Titanium Metals Corporation (TIMET) filed a petition on Aug. 24 with the Commerce Department and the International Trade Commission requesting new antidumping and countervailing duties on titanium sponge from Kazakhstan, and new antidumping duties on titanium sponge from Japan. Commerce will now decide whether to begin AD/CVD investigations on titanium sponge that could eventually result in the assessment of AD/CV duties.
A coalition of domestic manufacturers filed a petition on Aug. 16 with the Commerce Department and the International Trade Commission requesting new antidumping and countervailing duties on stainless steel flanges from China and India. Commerce will now decide whether to begin AD/CVD investigations on stainless steel flanges that could eventually result in the assessment of AD/CV duties. The coalition that requested the duties, known as the Coalition of American Flange Producers, includes as individual members Maass Flange Corporation and Core Pipe Products.
House and Senate lawmakers introduced companion legislation that would eliminate tariffs on 69 recreational outerwear goods. The Senate version, introduced Aug. 2 by Sen. Roy Blunt, R-Mo., includes language that would impose, for 10 years, a 1.5 percent fee upon the imports’ entry, or withdrawal from warehouse for consumption, payable to the Treasury. That fee wouldn’t apply to imports of recreational performance outerwear from any U.S. free trade agreement partner, Caribbean Basin Trade Partnership Act beneficiary country, or African Growth and Opportunity Act beneficiary country. House Ways and Means Trade Subcommittee Chairman Dave Reichert, R-Wash., introduced the House version of the legislation on Aug. 4.

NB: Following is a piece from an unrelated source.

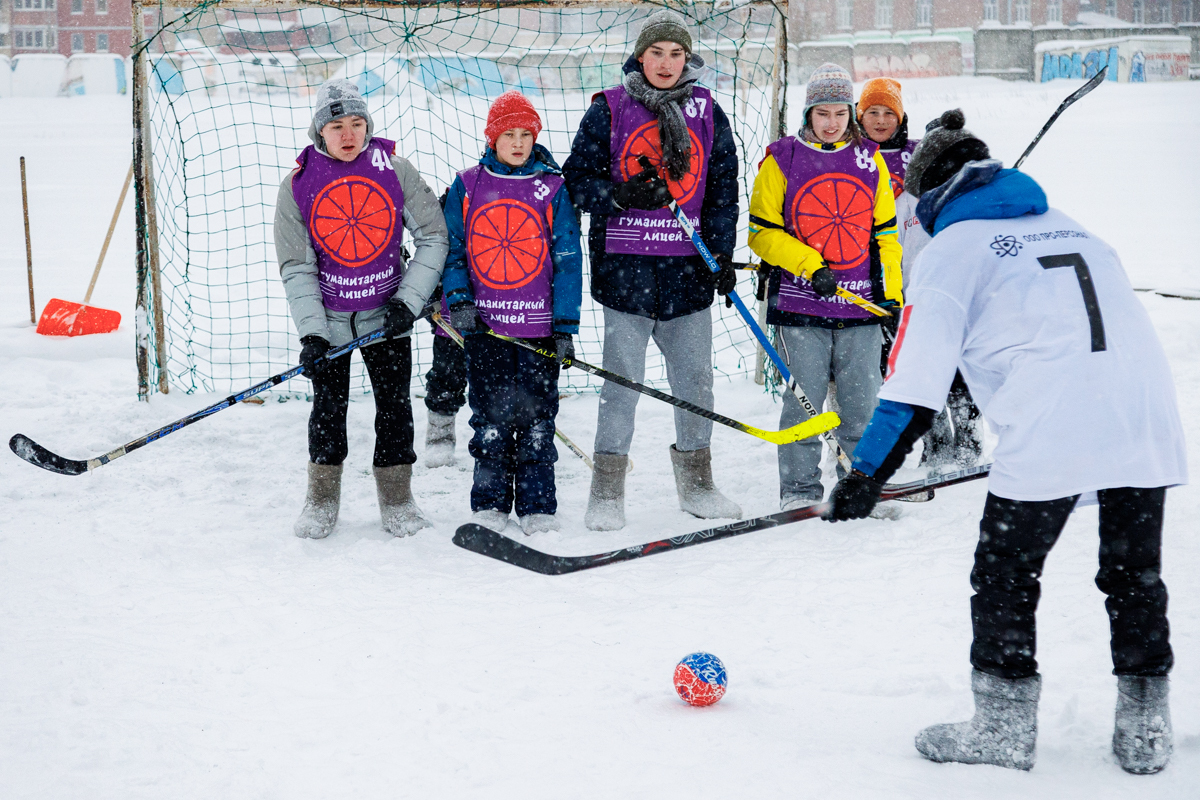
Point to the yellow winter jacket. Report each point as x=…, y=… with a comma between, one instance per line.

The International Trade Commission on July 1 posted revisions to the Harmonized Tariff Schedule (here). The new HTS implements the results of the U.S. Trade Representative's 2016-17 review of the Generalized System of Preferences (GSP), adding several "travel goods" to the program for all GSP beneficiaries. The ITC is also implementing the second round of tariff cuts under the expanded World Trade Organization Information Technology Agreement, adding new tariff numbers for a variety of products, including cuts of beef, and removing outdated classification provisions for jadeite and rubies. All changes take effect July 1, unless otherwise specified.

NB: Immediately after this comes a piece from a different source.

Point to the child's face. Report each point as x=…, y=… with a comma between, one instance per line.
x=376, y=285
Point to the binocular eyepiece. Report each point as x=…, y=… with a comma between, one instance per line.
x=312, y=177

The Office of the U.S. Trade Representative is authorizing tariff benefits for travel goods in Harmonized Tariff Schedule (HTS) subheading 4202 under the Generalized System of Preferences, USTR said (see 1706290053). “According to the information provided in the course of USTR’s review, making travel goods GSP-eligible for all GSP beneficiaries is expected to be neutral with respect to overall U.S. import levels, and therefore also to the U.S. trade balance, though this action may shift some of the overseas production of these products from non-GSP countries to GSP countries,” USTR said in a statement. The White House also released a presidential proclamation on GSP and other duty-free treatment (here).

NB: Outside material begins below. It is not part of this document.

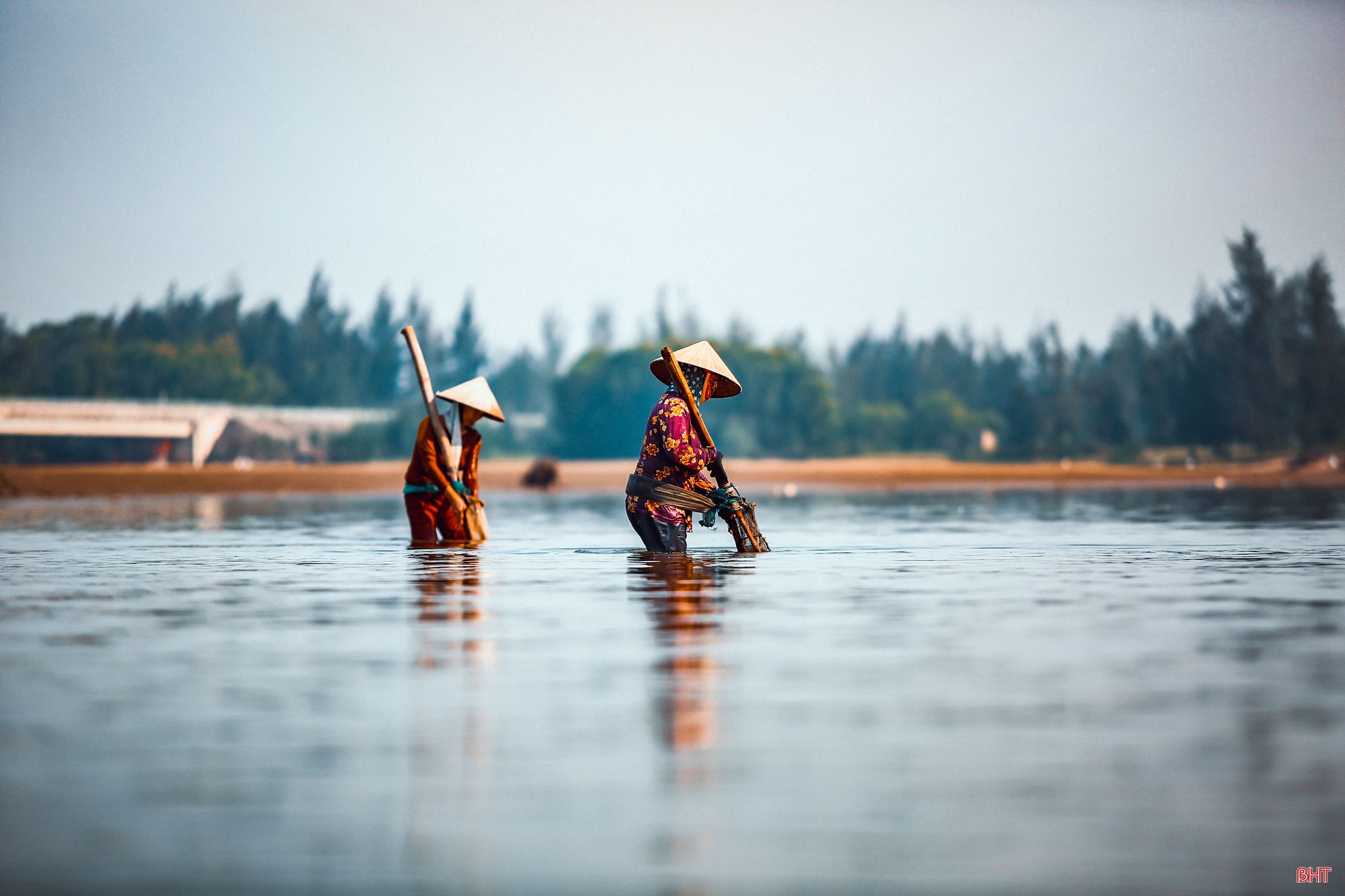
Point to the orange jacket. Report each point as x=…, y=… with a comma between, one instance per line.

Rep. Adrian Smith, R-Neb., introduced a bill on May 25 that would qualify footwear classified in over 20 Harmonized Tariff Schedule (HTS) subheadings in Chapter 64 for Generalized System of Preferences (GSP) treatment for the first time in the program’s more than 40-year history. The legislation, H.R. 2735, would also require the executive branch to conduct six annual studies of the state of the U.S. footwear industry, focusing on yearly changes to categories of domestic footwear. The bill would require the International Trade Commission to inform that report by examining current production of "like or directly competitive articles" and to identify any articles for which domestic production is likely to occur within the next year at a commercial level.